If anything Alt seems to be confused with her statement because this the first editorial that truly matches her new vision. I am just sad that Alt seems to be playing it safe (reeling from the backlash of over-the-top-ness that may have prompted Roitfeld's abrupt resignation?) even when that is entirely against the magazine's DNA that now the progress and evolution of the editorials is slowly grinding to a halt. I wonder if Alt refuses to go one step further and indulge in the fantasy and the spectacle, would Alt's "realistic" vision be best served elsewhere for a different magazine? Maybe this is too harsh a judgement as it's still too early to call the shots for now, but I'd hate for the magazine to lose momentum, retrograde and undo the results of Roitfeld's decade long reign. Perhaps Alt just had an unlucky string of below average editorials since she does have the talent and the potential to go very far. I'd just sit back and wait and see I suppose, though I do ardently hope that Alt doesn't make me wait for too long. If this recent editorial is any indication, Alt j'ai la foi en vous! 

3 comments:

Anonymous said...

Really interesting post! I don't read magazines so I don't have a strong idea of what Roitfeld v. Alt French Vogue is like, but I wonder if the difference in philosophy comes from their very different roles in the public eye. I'm not much of a streetstyle blog reader either, but I've always thought of Alt as much more into "fashionable realism" than Roitfeld. That is to say, Alt is the type of woman who seems to mix and match maybe two dozen garments every month while Roitfeld seems a lot more extravagant (though they both probably own a lot of clothes). Alt is, probably, tech savvy and more in touch with the new democratic fashion that's been sweeping the fashion community over the past couple of years thanks to blogs and streetstyle photographers. Roitfeld is, from her interviews, low tech and doesn't seem to read blogs at all.

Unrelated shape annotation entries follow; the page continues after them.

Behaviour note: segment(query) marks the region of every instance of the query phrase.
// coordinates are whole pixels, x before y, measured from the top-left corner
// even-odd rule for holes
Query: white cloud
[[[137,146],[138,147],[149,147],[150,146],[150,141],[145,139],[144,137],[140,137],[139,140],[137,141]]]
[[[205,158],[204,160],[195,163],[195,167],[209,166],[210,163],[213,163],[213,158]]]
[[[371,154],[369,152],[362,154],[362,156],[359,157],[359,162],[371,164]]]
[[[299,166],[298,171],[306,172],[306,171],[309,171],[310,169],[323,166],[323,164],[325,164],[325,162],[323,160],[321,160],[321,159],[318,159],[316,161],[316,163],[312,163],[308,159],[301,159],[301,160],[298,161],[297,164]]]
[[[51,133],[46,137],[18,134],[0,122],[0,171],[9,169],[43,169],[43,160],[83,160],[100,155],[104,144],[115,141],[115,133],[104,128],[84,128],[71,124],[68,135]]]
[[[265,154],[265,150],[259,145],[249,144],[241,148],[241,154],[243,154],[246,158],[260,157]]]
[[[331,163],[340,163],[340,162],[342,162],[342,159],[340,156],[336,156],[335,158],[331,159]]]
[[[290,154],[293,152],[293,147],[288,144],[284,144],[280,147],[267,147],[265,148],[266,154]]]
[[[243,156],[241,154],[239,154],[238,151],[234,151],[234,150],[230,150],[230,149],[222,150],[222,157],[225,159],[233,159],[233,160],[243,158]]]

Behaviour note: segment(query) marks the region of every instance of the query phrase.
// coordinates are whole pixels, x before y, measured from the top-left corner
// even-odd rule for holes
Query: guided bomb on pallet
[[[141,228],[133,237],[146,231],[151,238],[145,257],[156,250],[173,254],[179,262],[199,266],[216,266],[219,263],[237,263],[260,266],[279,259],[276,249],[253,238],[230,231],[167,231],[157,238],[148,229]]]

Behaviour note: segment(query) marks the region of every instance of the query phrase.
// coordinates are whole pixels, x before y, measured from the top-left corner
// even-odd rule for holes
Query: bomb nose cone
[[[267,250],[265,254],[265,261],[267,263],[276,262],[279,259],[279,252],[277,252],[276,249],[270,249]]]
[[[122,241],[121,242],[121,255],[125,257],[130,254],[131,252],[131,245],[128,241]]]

In many ways, I think this return to realism is symbolic of the mass hangover the entire industry has been experiencing as of late: fewer frills and thrills--more simplicity and 'realness;' less fashion oligarchy and more fashion democracy. Of course, I wonder if there WILL be any difference between a fashion magazine and a fashion blog if Alt really makes fashion editorials 'everyday'--and, for that matter, if the magazine will even survive.

I'm really interested in seeing how the magazine industry manages to make fashion more relatable without becoming blogs!

Unknown said...

great post and thanks for sharing xx

Trou, .ma petite cherie said...

I love how simple and chic these pieces are.